Uma imagem para a História: Aleksandr Dubcek e Václav Havel durante a Revolução de Veludo (1989). Foto de Justin Leighton.

 

O século XX ficou marcado, de uma ponta a outra, por demasiadas figuras sinistras -- tiranos, torcionários, carrascos do seu povo e de outros povos. Amarga ironia da história: sabemos muitas vezes com mais facilidade de cor os nomes desses déspotas do que os daqueles -- bem mais raros -- que contribuíram para tornar o mundo melhor.

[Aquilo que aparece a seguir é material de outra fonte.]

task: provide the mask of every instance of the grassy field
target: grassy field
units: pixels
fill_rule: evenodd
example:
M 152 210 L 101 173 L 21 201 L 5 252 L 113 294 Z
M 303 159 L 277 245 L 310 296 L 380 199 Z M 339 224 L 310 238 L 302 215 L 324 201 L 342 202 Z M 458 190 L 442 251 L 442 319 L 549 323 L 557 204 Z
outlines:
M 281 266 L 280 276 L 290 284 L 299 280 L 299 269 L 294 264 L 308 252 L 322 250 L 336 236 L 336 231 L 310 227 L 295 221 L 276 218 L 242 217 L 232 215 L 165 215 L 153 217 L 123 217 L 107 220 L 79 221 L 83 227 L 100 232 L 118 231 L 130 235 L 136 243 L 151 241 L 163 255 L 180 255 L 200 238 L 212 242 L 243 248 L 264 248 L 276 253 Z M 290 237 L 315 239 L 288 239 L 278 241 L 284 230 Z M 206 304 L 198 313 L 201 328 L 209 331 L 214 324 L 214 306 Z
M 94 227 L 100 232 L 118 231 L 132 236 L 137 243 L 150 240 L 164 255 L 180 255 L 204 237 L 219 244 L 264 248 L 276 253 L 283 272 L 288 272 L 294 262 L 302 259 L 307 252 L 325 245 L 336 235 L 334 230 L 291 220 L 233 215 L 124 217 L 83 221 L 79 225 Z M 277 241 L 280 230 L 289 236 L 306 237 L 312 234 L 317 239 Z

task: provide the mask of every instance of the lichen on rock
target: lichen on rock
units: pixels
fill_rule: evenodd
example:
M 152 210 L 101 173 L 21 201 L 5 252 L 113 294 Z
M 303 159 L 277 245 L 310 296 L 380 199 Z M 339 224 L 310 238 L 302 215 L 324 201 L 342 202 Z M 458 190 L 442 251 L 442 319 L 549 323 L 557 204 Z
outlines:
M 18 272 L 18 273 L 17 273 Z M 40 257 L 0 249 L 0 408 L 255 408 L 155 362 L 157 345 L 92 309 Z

Um político cujo nome merece a pena ser decorado e recordado pelas gerações futuras é Václav Havel. Dramaturgo, pensador, antigo preso político, fundador e activista da Carta 77, grande figura de referência ética contra o regime imposto em Praga pelos blindados soviéticos em Fevereiro de 1948 e Agosto de 1968, conduziu em 1989 a Revolução de Veludo mobilizando milhões de checos e de eslovacos contra a ditadura comunista. E nesse processo -- tendo a seu lado Aleksandr Dubcek, o malogrado arquitecto do "socialismo de rosto humano" estrangulado pelas tropas do Pacto de Varsóvia com o aplauso do PCP -- demonstrou toda a sua fibra de resistente, toda a sua coragem física e política, toda a sua enorme envergadura moral. Com uma oratória persuasiva e galvanizadora, apelou às melhores energias dos compatriotas que o ajudaram a derrubar a burocracia despótica do "socialismo real" checoslovaco, espécie de estalinismo mitigado, medíocre máquina trituradora de aspirações e sonhos.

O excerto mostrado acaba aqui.